Saturday, February 13, 2016

IMPLEMENTING STRATEGIC HRM

The implementation of strategic HRM is carried out within the framework of the approaches described above. The overarching imperative will be to achieve human resource advantage. Ahigh-performance approach will emphasize the importance of creating and maintaining a performance culture, and both high-commitment and high-involvement management will contribute to the development of a committed and engaged workforce. Strategic HRM involves the formulation and implementation of specific strategies in each area of HRM as described in the next two chapters.


HR STRATEGIES DEFINED


HR strategies set out what the organization intends to do about the different aspects of its human resource management policies and practices. They will be integrated with the business strategy and each other. HR strategies are described by Dyer and Reeves (1995) as ‘internally consistent bundles of human resource practices’, and in the words of Boxall (1996), they provide ‘a framework of critical ends and means’. Richardson and Thompson (1999) suggest that:

A strategy, whether it is an HR strategy or any other kind of management strategy must have two key elements: there must be strategic objectives (ie things the strategy is supposed to achieve), and there must be a plan of action (ie the means by which it is proposed that the objectives will be met.


PURPOSE

The purpose of HR strategies is to guide HRM development and implementation programmes.
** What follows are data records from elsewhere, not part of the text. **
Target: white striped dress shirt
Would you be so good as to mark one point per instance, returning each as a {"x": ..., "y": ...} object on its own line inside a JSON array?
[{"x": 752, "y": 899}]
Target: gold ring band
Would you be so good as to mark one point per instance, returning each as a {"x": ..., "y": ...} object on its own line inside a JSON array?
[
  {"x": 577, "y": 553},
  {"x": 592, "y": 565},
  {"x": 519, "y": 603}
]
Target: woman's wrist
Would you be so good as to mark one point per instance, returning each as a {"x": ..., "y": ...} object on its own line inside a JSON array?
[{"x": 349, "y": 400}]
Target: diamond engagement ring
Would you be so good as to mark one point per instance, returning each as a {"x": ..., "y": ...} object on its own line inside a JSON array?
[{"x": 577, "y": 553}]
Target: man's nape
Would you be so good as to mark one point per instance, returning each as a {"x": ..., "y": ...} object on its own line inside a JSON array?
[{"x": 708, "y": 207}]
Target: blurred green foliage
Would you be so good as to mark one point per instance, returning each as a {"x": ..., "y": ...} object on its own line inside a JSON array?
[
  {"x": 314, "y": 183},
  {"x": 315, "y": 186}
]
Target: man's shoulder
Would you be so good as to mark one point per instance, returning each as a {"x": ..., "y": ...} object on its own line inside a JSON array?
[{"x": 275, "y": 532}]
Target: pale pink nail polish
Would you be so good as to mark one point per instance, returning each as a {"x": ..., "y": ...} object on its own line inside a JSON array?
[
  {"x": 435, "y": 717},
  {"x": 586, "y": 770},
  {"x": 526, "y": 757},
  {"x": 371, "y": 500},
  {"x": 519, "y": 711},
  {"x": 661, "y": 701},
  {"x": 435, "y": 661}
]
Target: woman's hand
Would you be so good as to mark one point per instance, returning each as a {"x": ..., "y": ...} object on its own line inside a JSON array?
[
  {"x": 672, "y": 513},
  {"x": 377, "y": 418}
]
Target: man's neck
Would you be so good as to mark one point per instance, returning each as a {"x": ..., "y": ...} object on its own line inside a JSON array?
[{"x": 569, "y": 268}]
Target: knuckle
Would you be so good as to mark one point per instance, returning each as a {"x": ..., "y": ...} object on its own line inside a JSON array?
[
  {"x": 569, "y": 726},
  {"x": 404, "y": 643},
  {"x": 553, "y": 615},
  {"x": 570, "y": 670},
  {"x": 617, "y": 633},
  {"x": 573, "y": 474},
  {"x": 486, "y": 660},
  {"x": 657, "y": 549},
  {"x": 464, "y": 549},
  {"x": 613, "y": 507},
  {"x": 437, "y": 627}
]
They provide a means of communicating to all concerned the intentions of the organization about how its human resources will be managed. They provide the basis for strategic plans and enable the organization to measure progress and evaluate outcomes against objectives. HR strategies provide visions for the future but they are also vehicles that define the actions required and how the vision should be realized. As Gratton (2000) commented: ‘There is no great strategy, only great execution.’